Siedzenia nie szokują wygodą (lepiej jest w klasie pierwszej). Znacznie lepszy ich standard otrzymamy choćby w polskich Flirtach i Dartach na trasach krajowych. Owszem, fotele są regulowane, ale podnóżka naprzeciwko nie znajdziemy, co jest standardem nawet w polskich modernizacjach. Są też zbyt twarde jak na podróż, do której je przeznaczono. Co jeszcze bardziej dziwi: w większości wagonów, poza niewielkimi elektronicznymi tablicami w przedsionkach, nie ma żadnej innej informacji pasażerskiej. Co prawda informacje są przez Niemców i Holendrów podawane przez głośniki także w języku angielskim, ale brak tego elementu w pociągu międzynarodowym jednak razi. Podobnie jak standard toalet, które najlepsze lata mają za sobą.

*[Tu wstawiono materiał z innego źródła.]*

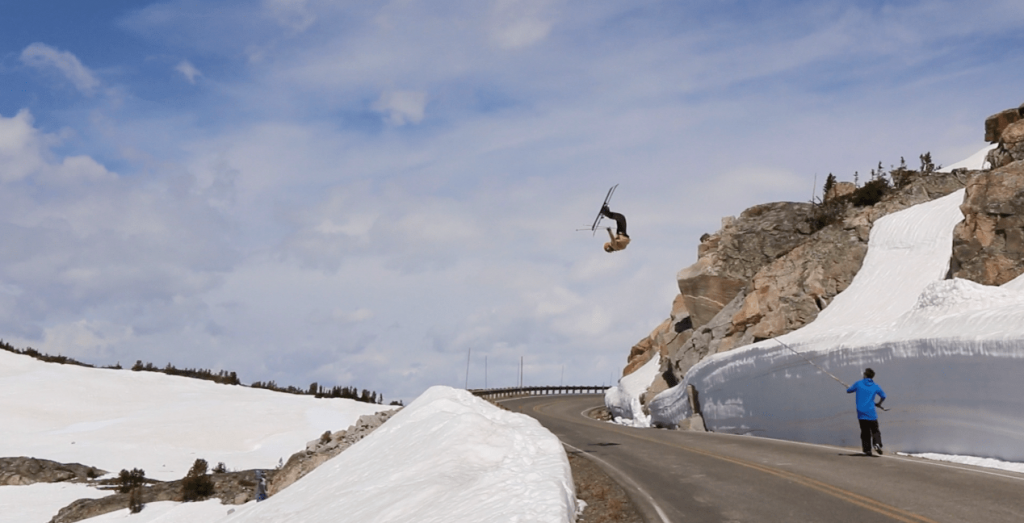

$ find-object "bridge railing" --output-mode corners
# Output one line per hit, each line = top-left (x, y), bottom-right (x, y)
(469, 385), (608, 399)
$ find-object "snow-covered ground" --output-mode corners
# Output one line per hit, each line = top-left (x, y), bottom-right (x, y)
(618, 149), (1024, 462)
(607, 147), (1024, 470)
(0, 351), (575, 523)
(604, 354), (662, 427)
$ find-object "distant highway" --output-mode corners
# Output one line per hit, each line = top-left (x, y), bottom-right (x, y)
(501, 394), (1024, 523)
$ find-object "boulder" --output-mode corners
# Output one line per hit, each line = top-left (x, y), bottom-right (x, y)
(950, 162), (1024, 286)
(985, 103), (1024, 143)
(0, 457), (106, 485)
(663, 172), (977, 384)
(676, 203), (813, 328)
(985, 120), (1024, 169)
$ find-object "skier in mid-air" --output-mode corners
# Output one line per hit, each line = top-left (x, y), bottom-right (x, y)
(846, 368), (886, 455)
(601, 205), (630, 253)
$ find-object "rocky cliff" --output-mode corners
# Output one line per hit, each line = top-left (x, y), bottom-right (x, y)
(624, 105), (1024, 403)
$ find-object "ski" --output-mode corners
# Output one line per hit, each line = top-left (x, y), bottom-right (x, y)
(579, 183), (618, 234)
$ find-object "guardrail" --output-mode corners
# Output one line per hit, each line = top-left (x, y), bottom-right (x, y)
(469, 385), (608, 399)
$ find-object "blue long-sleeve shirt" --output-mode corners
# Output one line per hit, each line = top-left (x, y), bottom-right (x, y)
(846, 378), (886, 420)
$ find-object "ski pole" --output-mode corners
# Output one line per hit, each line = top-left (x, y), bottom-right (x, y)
(772, 338), (847, 388)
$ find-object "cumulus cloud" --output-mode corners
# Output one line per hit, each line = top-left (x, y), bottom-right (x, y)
(0, 110), (117, 185)
(263, 0), (316, 32)
(490, 0), (553, 49)
(174, 60), (203, 85)
(22, 42), (99, 94)
(373, 91), (427, 126)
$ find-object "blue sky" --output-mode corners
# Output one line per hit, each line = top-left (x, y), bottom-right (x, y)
(0, 0), (1024, 399)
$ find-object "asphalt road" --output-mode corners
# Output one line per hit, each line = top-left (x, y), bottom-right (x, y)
(502, 395), (1024, 523)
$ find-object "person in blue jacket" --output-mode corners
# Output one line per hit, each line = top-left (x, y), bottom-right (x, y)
(846, 368), (886, 455)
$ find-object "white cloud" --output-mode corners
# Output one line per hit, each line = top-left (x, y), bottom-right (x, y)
(174, 60), (203, 85)
(22, 42), (99, 94)
(263, 0), (316, 32)
(0, 110), (117, 185)
(373, 91), (427, 126)
(331, 308), (374, 323)
(490, 0), (553, 49)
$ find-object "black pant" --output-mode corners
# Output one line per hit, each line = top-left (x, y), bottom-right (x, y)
(601, 209), (629, 237)
(857, 420), (882, 454)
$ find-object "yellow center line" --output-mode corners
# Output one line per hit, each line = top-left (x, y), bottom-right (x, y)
(532, 402), (937, 523)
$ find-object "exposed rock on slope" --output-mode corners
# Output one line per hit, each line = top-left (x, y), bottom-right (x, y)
(267, 409), (398, 495)
(626, 164), (971, 399)
(45, 409), (397, 523)
(0, 457), (106, 485)
(950, 160), (1024, 286)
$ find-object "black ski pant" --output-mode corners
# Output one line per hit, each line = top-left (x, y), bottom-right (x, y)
(857, 420), (882, 454)
(601, 209), (629, 237)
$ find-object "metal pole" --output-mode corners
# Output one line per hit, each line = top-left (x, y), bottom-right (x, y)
(519, 356), (522, 389)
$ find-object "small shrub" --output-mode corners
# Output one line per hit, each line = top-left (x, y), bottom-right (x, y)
(118, 469), (145, 494)
(128, 487), (145, 514)
(851, 177), (891, 207)
(181, 457), (213, 502)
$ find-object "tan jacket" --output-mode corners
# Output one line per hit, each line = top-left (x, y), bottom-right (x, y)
(604, 228), (630, 253)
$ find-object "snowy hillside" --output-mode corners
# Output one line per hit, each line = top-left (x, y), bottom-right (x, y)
(0, 352), (575, 523)
(650, 187), (1024, 461)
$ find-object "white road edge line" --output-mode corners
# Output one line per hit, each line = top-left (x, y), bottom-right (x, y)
(602, 419), (1024, 481)
(562, 441), (672, 523)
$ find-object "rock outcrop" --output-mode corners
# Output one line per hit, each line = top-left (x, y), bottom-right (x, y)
(0, 457), (106, 485)
(267, 409), (398, 495)
(985, 103), (1024, 143)
(950, 160), (1024, 286)
(48, 409), (397, 523)
(625, 167), (972, 401)
(985, 120), (1024, 169)
(624, 104), (1024, 421)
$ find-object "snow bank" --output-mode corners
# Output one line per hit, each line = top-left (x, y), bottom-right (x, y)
(604, 354), (662, 427)
(649, 191), (1024, 462)
(79, 387), (575, 523)
(939, 143), (998, 173)
(0, 351), (392, 481)
(0, 483), (104, 523)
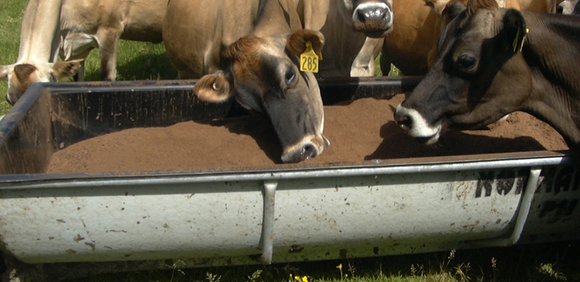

W pociągu, przez całą drogę, fenomenalnie działało Wi-Fi (bez ograniczeń w związku ze zmianą granic), a w ramach biletu otrzymamy też dostęp do gier, filmów i zabaw na naszych urządzeniach elektronicznych. Po zmierzchu ściszono światło, w taki sposób, że nie raziło ono oczu pasażerów. Klimatyzacja pracuje tak jak powinna. W pociągu jest wagon barowy z niezłą ofertą napojów i prostych przekąsek, ale oszukiwanie się perspektywą dobrych i tanich obiadów nie wchodzi w grę. Ceny są wysokie.

Od początku podróży z Berlina obsługa pociągu, zgodnie z oczekiwaniami sanitarnymi, oczekuję od pasażerów zakładania maseczek i to w wersji FFP2. Przypomina zapominalskim, że tak należy. Tymczasem od granicy holenderskiej wszelkie ograniczenia znikają i maski nosić nie trzeba. I 80% procent pasażerów maskę zdejmuje. Jaki sens mają takie obostrzenia sanitarne po niemieckiej stronie? Trudno powiedzieć. Trzeba jednak podkreślić, że obsługa pociągu zarówno po niemieckiej, jak i holenderskiej stronie była niezwykle uprzejma.

Przyszłość pociągów Berlin - Amsterdam na targach Innotrans 2022

Na stacji tuż przy holenderskiej granicy stoimy 10 minut. Potrzebna jest zmiana lokomotywy na taką, która będzie mogła pracować na holenderskim napięciu. Także DB brakuje więc wielosystemowych lokomotyw, które ograniczyłyby postój. Takie mają ruszyć w 2024 roku, a na Innotransie zobaczyliśmy już także nowe wagony dla trasy Amsterdam – Berlin, które pozwolą skrócić podróż do 5 godzin i 50 minut. Obecnie pociąg z Berlina do Amsterdamu jedzie 7 godzin i 5 minut (w moim przypadku spóźnił się o 10 minut), co wyeliminowało możliwość przesiadki na pociąg do Hagi, przez co dotarłem do niej na krótko przed 1 w nocy (o dwuminutowym opóźnieniu holenderskiego pociągu z Amsterdamu do Hagi zostałem poinformowany przez aplikację DB!). To zdecydowanie za długo jak na ten standard taboru, choć uczciwie przyznajmy, że jechaliśmy trasą objazdową, a normalnie taka podróż trwa 6 godzin i 26 minut.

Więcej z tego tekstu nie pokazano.